Para reduzir dívidas, empresas estatais poderão ser cedidas para a União; ideia é semelhante à que liquidou os bancos estaduais nos anos 90.
O plano de socorro aos Estados, que o governo vai enviar ao Congresso Nacional como parte das medidas de reforma fiscal para reequilibrar as contas do setor público, abrirá a possibilidade de federalização de empresas estatais estaduais. Elas serão aceitas pela União e depois privatizadas.
“Cada Estado vai apresentar a empresa que acreditar que é interessante se desfazer em troca de uma redução no fluxo de pagamento de dívidas”, informou o secretário do Tesouro Nacional, Otavio Ladeira. Segundo ele, as empresas de distribuição de gás são candidatas a entrar na lista. Também serão aceitas participações acionárias dos Estados em empresas.
O resultado obtido com a alienação dos ativos será aplicado, como redutor, nas prestações mensais da dívida que eles têm com a União ao longo dos cinco anos seguintes à venda.
Na primeira grande renegociação das dívidas dos Estados, em 1997, durante o governo Fernando Henrique Cardoso, também foram aceitas empresas estatais, como os bancos públicos, por exemplo.
“O governo federal tem deixado claro a intenção de privatizar ou conceder empresas estatais desde quando inicou as concessões de portos e aeroportos. Acho essa política positiva, desde que seja bem regulada pelas agências e o serviço que atende a população não fique somente a mercê do interesse privado das concessionárias”, comentou o arquiteto Arthur Cantelmo, de Francisco Beltrão.

Mas ele faz uma ponderação: “Em relação ao plano de socorro aos Estados, vejo com algumas ressalvas. Em troca da renegociação das dívidas, o que é positivo, os Estados poderão entregar suas estatais à federação, que poderá privatizá-las ou não, com tudo o que isso representa: o emprego e a renda local. No entanto, na situação em que se encontra o caixa dos Estados, vejo como uma solução plausível para a retomada de investimentos e o equilíbrio fiscal”.

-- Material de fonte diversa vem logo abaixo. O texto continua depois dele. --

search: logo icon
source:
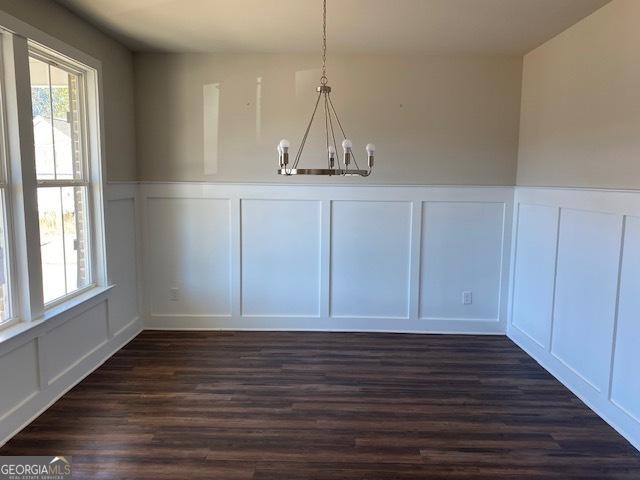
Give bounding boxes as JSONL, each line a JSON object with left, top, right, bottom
{"left": 0, "top": 456, "right": 72, "bottom": 479}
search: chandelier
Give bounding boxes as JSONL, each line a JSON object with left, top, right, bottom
{"left": 277, "top": 0, "right": 375, "bottom": 177}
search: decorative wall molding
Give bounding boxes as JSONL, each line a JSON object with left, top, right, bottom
{"left": 139, "top": 182, "right": 514, "bottom": 334}
{"left": 4, "top": 181, "right": 639, "bottom": 454}
{"left": 508, "top": 186, "right": 640, "bottom": 451}
{"left": 0, "top": 184, "right": 142, "bottom": 446}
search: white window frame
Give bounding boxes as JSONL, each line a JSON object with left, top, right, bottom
{"left": 0, "top": 14, "right": 107, "bottom": 329}
{"left": 29, "top": 45, "right": 97, "bottom": 308}
{"left": 0, "top": 37, "right": 19, "bottom": 329}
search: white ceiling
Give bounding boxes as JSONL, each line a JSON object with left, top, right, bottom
{"left": 56, "top": 0, "right": 611, "bottom": 55}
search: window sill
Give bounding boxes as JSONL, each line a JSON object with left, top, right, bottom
{"left": 0, "top": 285, "right": 114, "bottom": 348}
{"left": 42, "top": 285, "right": 114, "bottom": 321}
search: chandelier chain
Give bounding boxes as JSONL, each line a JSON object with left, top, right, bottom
{"left": 321, "top": 0, "right": 328, "bottom": 85}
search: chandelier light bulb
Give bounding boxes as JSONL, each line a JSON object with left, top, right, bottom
{"left": 279, "top": 139, "right": 290, "bottom": 153}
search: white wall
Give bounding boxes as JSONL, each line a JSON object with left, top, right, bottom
{"left": 141, "top": 183, "right": 513, "bottom": 334}
{"left": 517, "top": 0, "right": 640, "bottom": 190}
{"left": 0, "top": 184, "right": 141, "bottom": 445}
{"left": 134, "top": 53, "right": 522, "bottom": 185}
{"left": 508, "top": 187, "right": 640, "bottom": 451}
{"left": 0, "top": 1, "right": 137, "bottom": 181}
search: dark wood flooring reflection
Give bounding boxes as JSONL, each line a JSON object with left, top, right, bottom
{"left": 2, "top": 331, "right": 639, "bottom": 479}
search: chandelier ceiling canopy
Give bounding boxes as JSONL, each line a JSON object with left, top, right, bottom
{"left": 277, "top": 0, "right": 375, "bottom": 177}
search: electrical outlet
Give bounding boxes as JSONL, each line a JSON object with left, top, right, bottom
{"left": 170, "top": 287, "right": 179, "bottom": 302}
{"left": 462, "top": 291, "right": 472, "bottom": 305}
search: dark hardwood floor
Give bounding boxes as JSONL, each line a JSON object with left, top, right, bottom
{"left": 1, "top": 331, "right": 639, "bottom": 479}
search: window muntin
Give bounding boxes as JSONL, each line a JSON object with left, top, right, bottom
{"left": 29, "top": 50, "right": 94, "bottom": 306}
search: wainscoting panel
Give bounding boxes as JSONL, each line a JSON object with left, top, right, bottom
{"left": 142, "top": 183, "right": 513, "bottom": 333}
{"left": 511, "top": 203, "right": 559, "bottom": 348}
{"left": 147, "top": 197, "right": 231, "bottom": 316}
{"left": 331, "top": 201, "right": 412, "bottom": 319}
{"left": 0, "top": 183, "right": 143, "bottom": 446}
{"left": 420, "top": 202, "right": 505, "bottom": 321}
{"left": 241, "top": 199, "right": 321, "bottom": 317}
{"left": 508, "top": 187, "right": 640, "bottom": 451}
{"left": 551, "top": 208, "right": 622, "bottom": 392}
{"left": 40, "top": 302, "right": 109, "bottom": 385}
{"left": 105, "top": 183, "right": 142, "bottom": 336}
{"left": 611, "top": 216, "right": 640, "bottom": 423}
{"left": 0, "top": 341, "right": 38, "bottom": 421}
{"left": 106, "top": 198, "right": 139, "bottom": 336}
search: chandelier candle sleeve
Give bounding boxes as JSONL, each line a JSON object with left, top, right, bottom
{"left": 276, "top": 0, "right": 376, "bottom": 177}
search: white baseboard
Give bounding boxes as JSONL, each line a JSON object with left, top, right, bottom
{"left": 145, "top": 314, "right": 505, "bottom": 335}
{"left": 509, "top": 325, "right": 640, "bottom": 452}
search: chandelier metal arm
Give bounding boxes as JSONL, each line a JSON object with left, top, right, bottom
{"left": 327, "top": 93, "right": 362, "bottom": 172}
{"left": 292, "top": 90, "right": 323, "bottom": 171}
{"left": 323, "top": 94, "right": 330, "bottom": 168}
{"left": 327, "top": 93, "right": 347, "bottom": 140}
{"left": 326, "top": 93, "right": 347, "bottom": 172}
{"left": 326, "top": 95, "right": 341, "bottom": 170}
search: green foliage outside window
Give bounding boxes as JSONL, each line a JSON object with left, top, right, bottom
{"left": 31, "top": 86, "right": 70, "bottom": 120}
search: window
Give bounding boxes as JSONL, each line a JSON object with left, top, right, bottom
{"left": 29, "top": 50, "right": 94, "bottom": 306}
{"left": 0, "top": 27, "right": 105, "bottom": 331}
{"left": 0, "top": 105, "right": 13, "bottom": 325}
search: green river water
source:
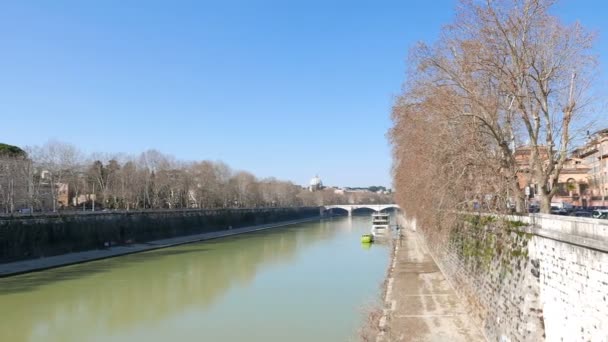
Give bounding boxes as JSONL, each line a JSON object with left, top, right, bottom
{"left": 0, "top": 216, "right": 391, "bottom": 342}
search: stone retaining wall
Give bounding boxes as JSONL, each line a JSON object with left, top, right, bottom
{"left": 0, "top": 207, "right": 319, "bottom": 263}
{"left": 404, "top": 214, "right": 608, "bottom": 341}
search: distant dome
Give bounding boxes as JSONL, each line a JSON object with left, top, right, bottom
{"left": 309, "top": 175, "right": 322, "bottom": 187}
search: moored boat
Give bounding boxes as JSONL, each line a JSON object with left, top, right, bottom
{"left": 371, "top": 212, "right": 390, "bottom": 235}
{"left": 361, "top": 234, "right": 374, "bottom": 243}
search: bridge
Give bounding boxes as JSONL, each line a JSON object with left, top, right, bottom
{"left": 322, "top": 204, "right": 400, "bottom": 216}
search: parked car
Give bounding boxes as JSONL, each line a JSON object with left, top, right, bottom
{"left": 570, "top": 211, "right": 592, "bottom": 218}
{"left": 592, "top": 209, "right": 608, "bottom": 219}
{"left": 551, "top": 202, "right": 574, "bottom": 211}
{"left": 550, "top": 207, "right": 569, "bottom": 215}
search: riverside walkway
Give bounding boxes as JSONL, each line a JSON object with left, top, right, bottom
{"left": 378, "top": 228, "right": 485, "bottom": 341}
{"left": 0, "top": 216, "right": 320, "bottom": 277}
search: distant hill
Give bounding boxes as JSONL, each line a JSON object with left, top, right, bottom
{"left": 0, "top": 143, "right": 26, "bottom": 157}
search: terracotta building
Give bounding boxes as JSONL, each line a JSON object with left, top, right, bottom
{"left": 571, "top": 128, "right": 608, "bottom": 207}
{"left": 513, "top": 128, "right": 608, "bottom": 208}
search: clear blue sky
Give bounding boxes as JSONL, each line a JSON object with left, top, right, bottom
{"left": 1, "top": 1, "right": 606, "bottom": 188}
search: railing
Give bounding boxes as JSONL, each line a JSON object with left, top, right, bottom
{"left": 464, "top": 211, "right": 608, "bottom": 251}
{"left": 527, "top": 213, "right": 608, "bottom": 242}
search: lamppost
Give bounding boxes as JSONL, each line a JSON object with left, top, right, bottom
{"left": 587, "top": 130, "right": 604, "bottom": 207}
{"left": 600, "top": 139, "right": 605, "bottom": 207}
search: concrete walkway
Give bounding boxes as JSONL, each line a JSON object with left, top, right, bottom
{"left": 0, "top": 216, "right": 321, "bottom": 277}
{"left": 379, "top": 229, "right": 485, "bottom": 342}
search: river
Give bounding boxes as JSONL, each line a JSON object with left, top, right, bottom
{"left": 0, "top": 216, "right": 392, "bottom": 342}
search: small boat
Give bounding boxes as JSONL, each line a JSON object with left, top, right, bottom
{"left": 361, "top": 234, "right": 374, "bottom": 243}
{"left": 371, "top": 212, "right": 390, "bottom": 235}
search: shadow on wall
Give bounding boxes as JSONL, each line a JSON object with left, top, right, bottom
{"left": 0, "top": 207, "right": 319, "bottom": 263}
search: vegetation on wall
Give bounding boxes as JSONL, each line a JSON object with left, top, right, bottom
{"left": 451, "top": 214, "right": 532, "bottom": 281}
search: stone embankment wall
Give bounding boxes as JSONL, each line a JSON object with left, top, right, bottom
{"left": 401, "top": 213, "right": 608, "bottom": 341}
{"left": 0, "top": 207, "right": 319, "bottom": 263}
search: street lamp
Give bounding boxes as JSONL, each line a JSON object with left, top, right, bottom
{"left": 587, "top": 130, "right": 605, "bottom": 207}
{"left": 600, "top": 139, "right": 605, "bottom": 207}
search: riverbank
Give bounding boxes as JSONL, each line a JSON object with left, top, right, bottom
{"left": 0, "top": 207, "right": 319, "bottom": 262}
{"left": 0, "top": 216, "right": 321, "bottom": 277}
{"left": 376, "top": 227, "right": 485, "bottom": 341}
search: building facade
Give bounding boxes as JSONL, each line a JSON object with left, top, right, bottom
{"left": 515, "top": 128, "right": 608, "bottom": 208}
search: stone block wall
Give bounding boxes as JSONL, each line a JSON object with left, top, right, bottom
{"left": 411, "top": 214, "right": 608, "bottom": 341}
{"left": 0, "top": 207, "right": 319, "bottom": 263}
{"left": 530, "top": 234, "right": 608, "bottom": 341}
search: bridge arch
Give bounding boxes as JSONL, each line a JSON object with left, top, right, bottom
{"left": 324, "top": 207, "right": 350, "bottom": 216}
{"left": 322, "top": 204, "right": 400, "bottom": 216}
{"left": 350, "top": 207, "right": 376, "bottom": 214}
{"left": 353, "top": 204, "right": 400, "bottom": 212}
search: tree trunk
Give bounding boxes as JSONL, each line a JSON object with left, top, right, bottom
{"left": 51, "top": 181, "right": 57, "bottom": 212}
{"left": 539, "top": 193, "right": 551, "bottom": 214}
{"left": 514, "top": 194, "right": 525, "bottom": 214}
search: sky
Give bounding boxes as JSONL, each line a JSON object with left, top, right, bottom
{"left": 1, "top": 1, "right": 607, "bottom": 188}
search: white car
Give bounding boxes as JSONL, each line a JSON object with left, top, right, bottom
{"left": 592, "top": 209, "right": 608, "bottom": 219}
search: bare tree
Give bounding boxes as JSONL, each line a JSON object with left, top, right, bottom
{"left": 0, "top": 156, "right": 27, "bottom": 213}
{"left": 189, "top": 161, "right": 222, "bottom": 208}
{"left": 32, "top": 141, "right": 82, "bottom": 212}
{"left": 3, "top": 140, "right": 388, "bottom": 212}
{"left": 399, "top": 0, "right": 596, "bottom": 214}
{"left": 213, "top": 162, "right": 233, "bottom": 207}
{"left": 118, "top": 160, "right": 140, "bottom": 210}
{"left": 229, "top": 171, "right": 258, "bottom": 207}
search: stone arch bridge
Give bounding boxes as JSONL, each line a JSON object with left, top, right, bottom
{"left": 321, "top": 204, "right": 400, "bottom": 216}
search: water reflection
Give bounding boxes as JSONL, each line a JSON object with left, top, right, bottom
{"left": 0, "top": 217, "right": 389, "bottom": 342}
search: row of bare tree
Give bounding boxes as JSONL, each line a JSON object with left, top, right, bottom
{"left": 390, "top": 0, "right": 596, "bottom": 230}
{"left": 0, "top": 141, "right": 392, "bottom": 213}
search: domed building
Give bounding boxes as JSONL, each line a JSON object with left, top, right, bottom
{"left": 309, "top": 175, "right": 323, "bottom": 192}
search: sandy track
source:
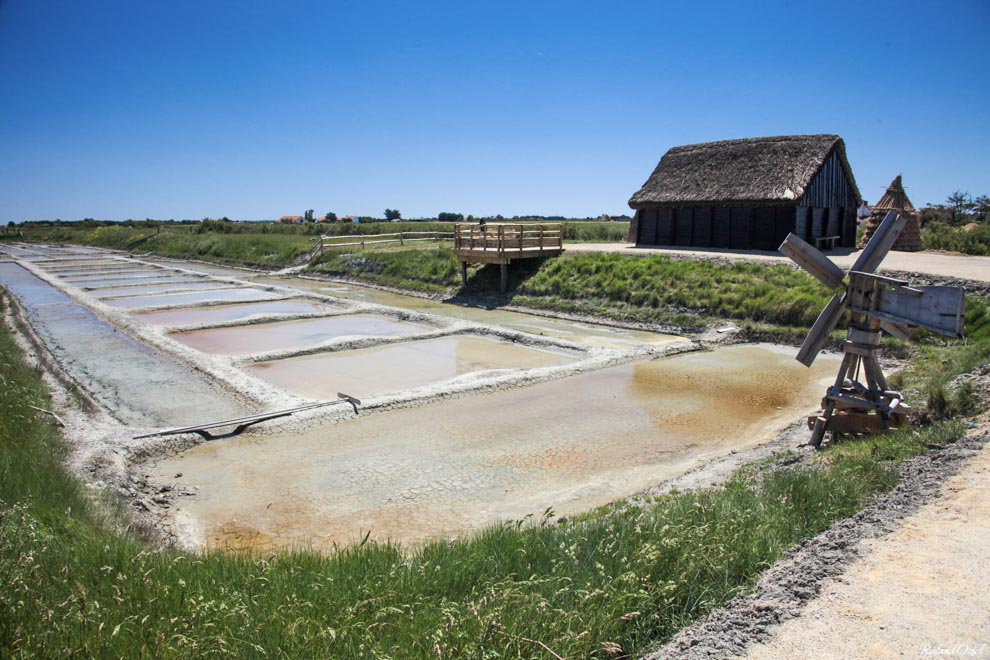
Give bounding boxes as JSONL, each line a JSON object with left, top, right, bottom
{"left": 566, "top": 243, "right": 990, "bottom": 284}
{"left": 648, "top": 407, "right": 990, "bottom": 659}
{"left": 745, "top": 430, "right": 990, "bottom": 658}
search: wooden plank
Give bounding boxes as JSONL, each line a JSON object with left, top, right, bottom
{"left": 730, "top": 207, "right": 752, "bottom": 249}
{"left": 674, "top": 207, "right": 693, "bottom": 246}
{"left": 880, "top": 320, "right": 913, "bottom": 341}
{"left": 753, "top": 207, "right": 776, "bottom": 250}
{"left": 778, "top": 233, "right": 846, "bottom": 290}
{"left": 657, "top": 207, "right": 674, "bottom": 245}
{"left": 811, "top": 207, "right": 826, "bottom": 239}
{"left": 870, "top": 286, "right": 965, "bottom": 337}
{"left": 712, "top": 207, "right": 731, "bottom": 248}
{"left": 797, "top": 294, "right": 847, "bottom": 366}
{"left": 851, "top": 211, "right": 906, "bottom": 274}
{"left": 795, "top": 206, "right": 810, "bottom": 241}
{"left": 639, "top": 209, "right": 657, "bottom": 245}
{"left": 693, "top": 206, "right": 712, "bottom": 247}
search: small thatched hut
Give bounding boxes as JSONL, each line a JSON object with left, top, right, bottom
{"left": 860, "top": 175, "right": 922, "bottom": 251}
{"left": 628, "top": 134, "right": 862, "bottom": 250}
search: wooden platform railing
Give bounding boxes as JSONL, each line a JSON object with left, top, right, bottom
{"left": 453, "top": 223, "right": 563, "bottom": 254}
{"left": 313, "top": 230, "right": 453, "bottom": 254}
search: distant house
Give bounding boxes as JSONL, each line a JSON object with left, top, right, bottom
{"left": 628, "top": 134, "right": 862, "bottom": 250}
{"left": 278, "top": 215, "right": 304, "bottom": 224}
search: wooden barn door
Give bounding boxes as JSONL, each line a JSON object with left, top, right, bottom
{"left": 730, "top": 208, "right": 752, "bottom": 249}
{"left": 752, "top": 207, "right": 775, "bottom": 251}
{"left": 674, "top": 208, "right": 693, "bottom": 246}
{"left": 712, "top": 208, "right": 731, "bottom": 248}
{"left": 638, "top": 209, "right": 657, "bottom": 245}
{"left": 773, "top": 206, "right": 794, "bottom": 248}
{"left": 656, "top": 208, "right": 674, "bottom": 245}
{"left": 693, "top": 207, "right": 712, "bottom": 247}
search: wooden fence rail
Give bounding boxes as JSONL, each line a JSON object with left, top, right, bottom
{"left": 313, "top": 231, "right": 454, "bottom": 254}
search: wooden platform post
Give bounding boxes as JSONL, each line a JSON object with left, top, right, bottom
{"left": 500, "top": 263, "right": 508, "bottom": 292}
{"left": 460, "top": 261, "right": 468, "bottom": 286}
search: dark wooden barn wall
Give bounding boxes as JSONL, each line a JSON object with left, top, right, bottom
{"left": 635, "top": 205, "right": 794, "bottom": 250}
{"left": 799, "top": 149, "right": 856, "bottom": 209}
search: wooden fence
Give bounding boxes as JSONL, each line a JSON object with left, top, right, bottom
{"left": 313, "top": 231, "right": 454, "bottom": 254}
{"left": 453, "top": 223, "right": 563, "bottom": 255}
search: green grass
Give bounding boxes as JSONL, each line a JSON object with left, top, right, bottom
{"left": 515, "top": 253, "right": 833, "bottom": 328}
{"left": 308, "top": 247, "right": 462, "bottom": 294}
{"left": 1, "top": 290, "right": 981, "bottom": 657}
{"left": 24, "top": 225, "right": 314, "bottom": 268}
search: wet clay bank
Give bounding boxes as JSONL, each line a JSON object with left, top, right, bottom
{"left": 1, "top": 243, "right": 835, "bottom": 553}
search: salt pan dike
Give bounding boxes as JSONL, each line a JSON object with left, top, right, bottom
{"left": 0, "top": 244, "right": 836, "bottom": 552}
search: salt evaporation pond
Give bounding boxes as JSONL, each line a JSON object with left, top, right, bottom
{"left": 245, "top": 334, "right": 576, "bottom": 399}
{"left": 171, "top": 314, "right": 433, "bottom": 356}
{"left": 104, "top": 287, "right": 280, "bottom": 309}
{"left": 92, "top": 281, "right": 227, "bottom": 298}
{"left": 136, "top": 299, "right": 341, "bottom": 327}
{"left": 155, "top": 344, "right": 839, "bottom": 552}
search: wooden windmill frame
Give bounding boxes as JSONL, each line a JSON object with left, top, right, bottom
{"left": 779, "top": 211, "right": 966, "bottom": 446}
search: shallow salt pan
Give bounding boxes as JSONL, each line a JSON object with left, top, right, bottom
{"left": 171, "top": 314, "right": 433, "bottom": 356}
{"left": 245, "top": 334, "right": 575, "bottom": 399}
{"left": 157, "top": 344, "right": 839, "bottom": 552}
{"left": 136, "top": 299, "right": 341, "bottom": 327}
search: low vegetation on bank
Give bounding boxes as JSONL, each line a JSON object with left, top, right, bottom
{"left": 922, "top": 222, "right": 990, "bottom": 256}
{"left": 2, "top": 277, "right": 986, "bottom": 654}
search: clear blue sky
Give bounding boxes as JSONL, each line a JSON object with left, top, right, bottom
{"left": 1, "top": 0, "right": 988, "bottom": 222}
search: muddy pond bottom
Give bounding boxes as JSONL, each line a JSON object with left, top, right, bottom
{"left": 171, "top": 314, "right": 432, "bottom": 356}
{"left": 154, "top": 344, "right": 838, "bottom": 553}
{"left": 244, "top": 334, "right": 575, "bottom": 399}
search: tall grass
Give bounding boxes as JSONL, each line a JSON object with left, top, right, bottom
{"left": 0, "top": 291, "right": 973, "bottom": 656}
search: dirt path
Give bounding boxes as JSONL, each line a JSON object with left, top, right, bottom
{"left": 745, "top": 431, "right": 990, "bottom": 658}
{"left": 648, "top": 406, "right": 990, "bottom": 659}
{"left": 566, "top": 243, "right": 990, "bottom": 284}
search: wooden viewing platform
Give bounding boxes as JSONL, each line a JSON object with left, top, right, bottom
{"left": 453, "top": 223, "right": 563, "bottom": 291}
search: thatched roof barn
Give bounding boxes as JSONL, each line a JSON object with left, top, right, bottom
{"left": 860, "top": 175, "right": 922, "bottom": 251}
{"left": 628, "top": 134, "right": 862, "bottom": 251}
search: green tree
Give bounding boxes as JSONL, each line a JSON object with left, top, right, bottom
{"left": 973, "top": 195, "right": 990, "bottom": 223}
{"left": 304, "top": 209, "right": 315, "bottom": 222}
{"left": 946, "top": 191, "right": 972, "bottom": 223}
{"left": 324, "top": 211, "right": 337, "bottom": 223}
{"left": 437, "top": 212, "right": 463, "bottom": 222}
{"left": 384, "top": 208, "right": 401, "bottom": 221}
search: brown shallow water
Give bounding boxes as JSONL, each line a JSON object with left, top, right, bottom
{"left": 171, "top": 314, "right": 432, "bottom": 356}
{"left": 245, "top": 334, "right": 575, "bottom": 399}
{"left": 154, "top": 344, "right": 838, "bottom": 552}
{"left": 135, "top": 299, "right": 341, "bottom": 327}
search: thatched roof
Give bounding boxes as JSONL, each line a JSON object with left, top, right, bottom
{"left": 871, "top": 175, "right": 915, "bottom": 212}
{"left": 629, "top": 134, "right": 859, "bottom": 208}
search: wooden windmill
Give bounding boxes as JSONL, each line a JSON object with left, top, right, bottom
{"left": 779, "top": 211, "right": 966, "bottom": 446}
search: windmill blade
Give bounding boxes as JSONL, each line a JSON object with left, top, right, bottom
{"left": 778, "top": 233, "right": 846, "bottom": 290}
{"left": 797, "top": 294, "right": 847, "bottom": 367}
{"left": 879, "top": 320, "right": 914, "bottom": 341}
{"left": 873, "top": 285, "right": 966, "bottom": 338}
{"left": 850, "top": 211, "right": 907, "bottom": 274}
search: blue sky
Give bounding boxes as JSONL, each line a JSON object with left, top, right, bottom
{"left": 1, "top": 0, "right": 988, "bottom": 222}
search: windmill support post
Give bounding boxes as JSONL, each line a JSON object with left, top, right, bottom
{"left": 782, "top": 211, "right": 966, "bottom": 447}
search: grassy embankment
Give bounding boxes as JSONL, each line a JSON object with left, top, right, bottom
{"left": 2, "top": 288, "right": 986, "bottom": 655}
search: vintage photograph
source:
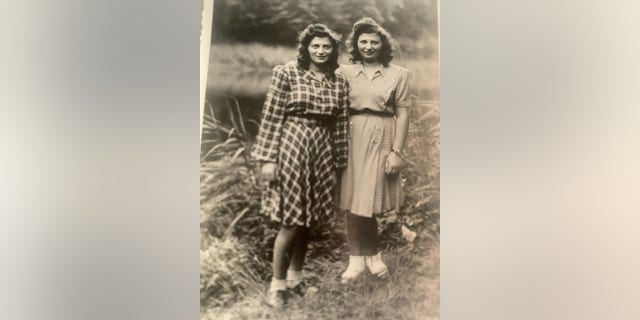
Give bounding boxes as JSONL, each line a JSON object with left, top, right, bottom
{"left": 200, "top": 1, "right": 440, "bottom": 318}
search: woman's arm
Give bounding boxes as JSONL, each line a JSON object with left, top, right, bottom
{"left": 251, "top": 66, "right": 289, "bottom": 180}
{"left": 386, "top": 107, "right": 409, "bottom": 173}
{"left": 333, "top": 80, "right": 349, "bottom": 171}
{"left": 386, "top": 69, "right": 411, "bottom": 173}
{"left": 392, "top": 107, "right": 410, "bottom": 153}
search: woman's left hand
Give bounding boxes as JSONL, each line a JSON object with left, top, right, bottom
{"left": 385, "top": 151, "right": 404, "bottom": 175}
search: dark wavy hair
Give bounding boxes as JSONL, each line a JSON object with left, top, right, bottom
{"left": 346, "top": 17, "right": 394, "bottom": 67}
{"left": 296, "top": 23, "right": 342, "bottom": 77}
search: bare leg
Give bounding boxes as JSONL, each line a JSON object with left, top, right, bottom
{"left": 266, "top": 225, "right": 303, "bottom": 308}
{"left": 272, "top": 225, "right": 298, "bottom": 280}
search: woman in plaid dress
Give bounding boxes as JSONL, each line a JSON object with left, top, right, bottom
{"left": 251, "top": 24, "right": 349, "bottom": 307}
{"left": 339, "top": 18, "right": 411, "bottom": 283}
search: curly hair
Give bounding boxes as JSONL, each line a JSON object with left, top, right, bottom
{"left": 296, "top": 23, "right": 342, "bottom": 77}
{"left": 346, "top": 17, "right": 394, "bottom": 67}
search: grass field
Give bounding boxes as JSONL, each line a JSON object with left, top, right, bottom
{"left": 207, "top": 43, "right": 439, "bottom": 100}
{"left": 201, "top": 42, "right": 440, "bottom": 319}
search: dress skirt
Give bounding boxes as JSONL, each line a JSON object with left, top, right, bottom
{"left": 261, "top": 117, "right": 336, "bottom": 227}
{"left": 340, "top": 114, "right": 402, "bottom": 217}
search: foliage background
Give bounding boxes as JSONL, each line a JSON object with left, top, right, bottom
{"left": 211, "top": 0, "right": 438, "bottom": 57}
{"left": 201, "top": 0, "right": 440, "bottom": 318}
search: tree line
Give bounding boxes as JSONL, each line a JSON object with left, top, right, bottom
{"left": 211, "top": 0, "right": 438, "bottom": 57}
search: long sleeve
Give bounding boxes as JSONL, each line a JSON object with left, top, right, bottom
{"left": 251, "top": 65, "right": 289, "bottom": 163}
{"left": 333, "top": 80, "right": 349, "bottom": 170}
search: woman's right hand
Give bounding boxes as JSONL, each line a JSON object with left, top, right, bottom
{"left": 260, "top": 162, "right": 278, "bottom": 182}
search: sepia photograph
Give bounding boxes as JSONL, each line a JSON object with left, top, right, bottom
{"left": 200, "top": 0, "right": 440, "bottom": 318}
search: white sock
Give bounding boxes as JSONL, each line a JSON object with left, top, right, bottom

Cético, o empresário beltronense Edson Flessak critica os políticos. “Infelizmente os políticos que estão aí só têm interesse em se manter no poder. E as medidas em discussão são somente pra cumprir tabela e dar a entender que estão fazendo algo. Não acredito em nenhuma medida que não reduza despesa pra diminuir o déficit público”, pontuou, criticando o que considera uma nefasta tradição brasileira: “Independentemente da empresa ser municipal, estadual ou federal, a máquina pública gasta mal e necessita arrecadar mais pra cobrir a ineficiência”.

Possibilidade positiva
Para o secretário de Fazenda do Estado de São Paulo, Renato Villela, a possibilidade de a União aceitar as empresas como parte dos pagamentos é positiva, porque melhora o fluxo de caixa dos Estados. “Mas é preciso conhecer os detalhes”, disse. Segundo ele, o Estado tem interesse e está estudando alternativas. Mas preferiu não citar o nome de que empresa poderia ser envolvida.
“A ideia é boa, mas, infelizmente, não sei se há condições de se reproduzir a mesma estratégia de duas décadas atrás”, disse o pesquisador do Instituto Brasileiro de Economia (Ibre) da Fundação Getulio Vargas, José Roberto Afonso.
Para ele, pouca gente atentou para o fato de que a rolagem estadual de dívidas após o Plano Real foi um processo vinculado à desestatização, no âmbito estadual e nacional. “É um processo que exige vontade política, competência técnica e condições econômicas diferenciadas. Não sinto que as mesmas condições estejam postas hoje”, disse.
Prazos
No projeto atual, que altera a Lei de Responsabilidade Fiscal (LRF) e será encaminhado ao Congresso no final do março, o governo se propõe a alongar o pagamento da dívida dos Estados com a União em mais 20 anos.
O prazo dos empréstimos contratados no BNDES pelos Estados poderá ser alongado em até 10 anos. A expectativa é de redução nos pagamentos que pode chegar a R$ 36 bilhões nos próximos três anos.
Ladeira disse que o plano é positivo porque vai ajudar a melhorar o fluxo de caixa dos governadores neste momento de crise, sem que haja subsídio adicional do Tesouro na operação, já que as condições de juros dos contratos serão mantidas.